Again, a key criticism of the PEPP-PT initiative has been around lack of transparency — including its failure to publish code for external review. (Though it has said it will be publishing code.)
“In order to ensure their fairness, accountability and, more broadly, their compliance with the law, algorithms must be auditable and should be regularly reviewed by independent experts. The application’s source code should be made publicly available for the widest possible scrutiny,” the EDPB writes.
Another notable piece of the guidance is for a data protection impact assessment not only to be carried out but that it be published — which marks a further push for accountability via transparency in such an unprecedented moment.
“The EDPB considers that a data protection impact assessment (DPIA) must be carried out before implementing such tool as the processing is considered likely high risk (health data anticipated large-scale adoption, systematic monitoring, use of new technological solution).

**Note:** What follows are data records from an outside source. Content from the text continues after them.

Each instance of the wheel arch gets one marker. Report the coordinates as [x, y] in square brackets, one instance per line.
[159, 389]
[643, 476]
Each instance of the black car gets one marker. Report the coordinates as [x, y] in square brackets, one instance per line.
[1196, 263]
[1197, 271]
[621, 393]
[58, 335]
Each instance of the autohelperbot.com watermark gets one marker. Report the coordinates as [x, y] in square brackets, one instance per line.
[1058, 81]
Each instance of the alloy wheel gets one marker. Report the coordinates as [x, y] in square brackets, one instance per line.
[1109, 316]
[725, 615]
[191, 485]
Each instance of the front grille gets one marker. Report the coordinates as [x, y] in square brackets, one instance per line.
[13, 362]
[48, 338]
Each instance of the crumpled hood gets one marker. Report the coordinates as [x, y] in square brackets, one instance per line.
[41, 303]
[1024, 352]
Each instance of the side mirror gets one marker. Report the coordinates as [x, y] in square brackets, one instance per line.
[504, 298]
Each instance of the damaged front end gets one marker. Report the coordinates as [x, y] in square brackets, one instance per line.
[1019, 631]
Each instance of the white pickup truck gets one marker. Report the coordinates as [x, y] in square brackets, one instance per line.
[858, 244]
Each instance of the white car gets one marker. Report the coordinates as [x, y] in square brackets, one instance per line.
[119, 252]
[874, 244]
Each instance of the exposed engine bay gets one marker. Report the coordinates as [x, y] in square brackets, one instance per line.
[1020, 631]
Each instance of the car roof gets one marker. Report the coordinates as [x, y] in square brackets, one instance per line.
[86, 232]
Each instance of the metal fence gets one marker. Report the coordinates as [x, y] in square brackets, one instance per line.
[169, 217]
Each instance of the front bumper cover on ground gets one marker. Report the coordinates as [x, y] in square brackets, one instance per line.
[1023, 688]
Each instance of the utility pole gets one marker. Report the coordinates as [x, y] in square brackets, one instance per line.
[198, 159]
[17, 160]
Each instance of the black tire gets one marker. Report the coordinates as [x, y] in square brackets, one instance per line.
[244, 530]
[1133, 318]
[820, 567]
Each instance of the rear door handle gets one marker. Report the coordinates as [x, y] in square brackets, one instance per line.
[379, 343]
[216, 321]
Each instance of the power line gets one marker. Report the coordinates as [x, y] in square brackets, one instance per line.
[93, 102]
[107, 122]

The EDPB strongly recommends the publication of DPIAs,” it writes.
Typically DPAs leave it up to data controllers to decide whether to publish a DPIA or not — in this case the strong push from the central authority is that these documents are made public where COVID-19 contacts tracing apps are concerned.
Having highlighted the pros and cons of centralized vs decentralized approaches to contacts tracing, the EDPB goes on to recommend that the conceptual phase of app development “should always include thorough consideration of both concepts carefully weighing up the respective effects on data protection/privacy and the possible impacts on individuals rights”.
“Any server involved in the contact tracing system must only collect the contact history or the pseudonymous identifiers of a user diagnosed as infected as the result of a proper assessment made by health authorities and of a voluntary action of the user. Alternately, the server must keep a list of pseudonymous identifiers of infected users or their contact history only for the time to inform potentially infected users of their exposure, and should not try to identify potentially infected users.”
“Putting in place a global contact tracing methodology including both applications and manual tracing may require additional information to be processed in some cases. In this context, this additional information should remain on the user terminal and only be processed when strictly necessary and with his prior and specific consent,” it adds.